Iraqi Parliament Passes the Accountability and Justice Law

On Saturday January 12, 2008, the Iraqi Parliament passed the Accountability and Justice law. This law, if ratified by the Presidential Council, will allow members of the former Baathist regime to hold jobs in the Iraqi government and to collect pensions.  The law reverses the 2003 de-Baathification order by the Coalition Provisional Authority that removed all members of the former regime from their government positions and banned them from participating in the newly-formed government. As a result, it alienated many Sunni politicians and civil servants from government representation and employment.

The passage of the law marks the first of the U.S.-created legislative benchmarks that the Iraqi government has met. The new law was approved unanimously by the 143 members of parliament present during the vote, who represent just slightly more than half of Iraq’s 275 members of Parliament. Four parties openly declared their opposition to the law, including the Iraqi National List (led by Iyad Allawi), the National Dialogue Front (led by Salih al-Mutlak), and two small factions within the Iraqi Accord Front, the main Sunni parliamentary bloc. While the law remains controversial, its passage is a remarkable accomplishment given the divided state of Iraqi politics.

According to Falah Hasan Shenshel, a Sadrist parliamentarian and the head of the De-Baathification Committee, which the new law dissolves: “The law was created to hold accountable all those who committed crimes against the Iraqi people . . . and, at the same time, to send those who did not commit crimes into retirement or back into public life, with the exception of certain administrative posts.”[i]

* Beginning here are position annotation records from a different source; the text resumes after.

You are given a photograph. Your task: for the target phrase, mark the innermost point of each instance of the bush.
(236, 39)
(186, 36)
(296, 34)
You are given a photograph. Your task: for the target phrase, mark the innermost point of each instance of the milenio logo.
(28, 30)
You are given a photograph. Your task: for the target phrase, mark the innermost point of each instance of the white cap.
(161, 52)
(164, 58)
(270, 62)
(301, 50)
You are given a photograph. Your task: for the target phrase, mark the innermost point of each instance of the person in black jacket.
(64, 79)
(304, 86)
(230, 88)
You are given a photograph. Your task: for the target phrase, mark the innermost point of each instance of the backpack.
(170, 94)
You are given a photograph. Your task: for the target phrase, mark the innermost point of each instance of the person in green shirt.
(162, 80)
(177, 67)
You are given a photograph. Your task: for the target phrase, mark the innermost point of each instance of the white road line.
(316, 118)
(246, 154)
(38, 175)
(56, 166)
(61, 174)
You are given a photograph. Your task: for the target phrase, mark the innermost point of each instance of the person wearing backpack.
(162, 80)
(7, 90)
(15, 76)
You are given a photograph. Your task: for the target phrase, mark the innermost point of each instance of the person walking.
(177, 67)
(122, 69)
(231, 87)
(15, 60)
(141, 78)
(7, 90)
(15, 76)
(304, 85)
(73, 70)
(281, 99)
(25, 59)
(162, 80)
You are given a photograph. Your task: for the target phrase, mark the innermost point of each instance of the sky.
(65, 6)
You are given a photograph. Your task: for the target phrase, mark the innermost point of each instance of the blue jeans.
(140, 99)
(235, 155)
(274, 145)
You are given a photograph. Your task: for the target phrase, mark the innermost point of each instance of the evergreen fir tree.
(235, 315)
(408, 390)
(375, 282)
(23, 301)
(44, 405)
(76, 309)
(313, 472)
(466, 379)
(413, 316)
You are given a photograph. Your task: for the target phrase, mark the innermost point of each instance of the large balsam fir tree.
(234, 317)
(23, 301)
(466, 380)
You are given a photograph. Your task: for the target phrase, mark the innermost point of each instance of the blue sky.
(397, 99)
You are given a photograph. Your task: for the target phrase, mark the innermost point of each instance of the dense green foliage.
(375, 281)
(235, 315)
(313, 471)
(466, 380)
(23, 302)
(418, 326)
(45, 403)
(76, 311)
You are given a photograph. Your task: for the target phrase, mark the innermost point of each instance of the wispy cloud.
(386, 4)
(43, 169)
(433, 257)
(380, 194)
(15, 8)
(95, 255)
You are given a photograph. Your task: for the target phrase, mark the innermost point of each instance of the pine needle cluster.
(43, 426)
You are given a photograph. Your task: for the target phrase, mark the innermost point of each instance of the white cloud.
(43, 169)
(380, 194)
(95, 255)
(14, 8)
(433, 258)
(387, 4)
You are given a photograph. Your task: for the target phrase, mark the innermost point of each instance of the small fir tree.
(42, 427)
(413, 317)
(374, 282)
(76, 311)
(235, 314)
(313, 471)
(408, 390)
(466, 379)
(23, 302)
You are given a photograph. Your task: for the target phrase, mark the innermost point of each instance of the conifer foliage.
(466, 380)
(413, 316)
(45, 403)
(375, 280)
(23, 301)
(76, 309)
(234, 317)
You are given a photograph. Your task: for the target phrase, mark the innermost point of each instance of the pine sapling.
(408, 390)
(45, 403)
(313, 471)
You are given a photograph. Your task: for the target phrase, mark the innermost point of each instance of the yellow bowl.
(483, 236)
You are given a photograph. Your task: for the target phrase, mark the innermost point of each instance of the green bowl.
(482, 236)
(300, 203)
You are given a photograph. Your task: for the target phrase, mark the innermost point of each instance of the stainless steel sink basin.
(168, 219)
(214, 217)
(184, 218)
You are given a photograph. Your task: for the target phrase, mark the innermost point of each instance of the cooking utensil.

It took Iraq’s politicians months to negotiate the new law. The Sunni political parties wanted a law which would allow former Baathists to return to politics and government service, while many Shi’ites, most vocally the Sadrist Current, wanted a law which would help identify and punish those responsible for the crimes committed by the Baath regime.

The new law attempts to satisfy the desires of both camps. Many thousands of former Baath members will be allowed to return to their jobs or will receive government pensions. But the De-Baathification Committee will be replaced by a seven member “Accountability and Justice Committee,” whose task will be to prevent “the return of the Baath’s ideology, power, or practices.” Mustafa al-Hiti, a Sunni parliamentarian who opposed the law, called the later provision “unrealistic and unworkable.”[ii]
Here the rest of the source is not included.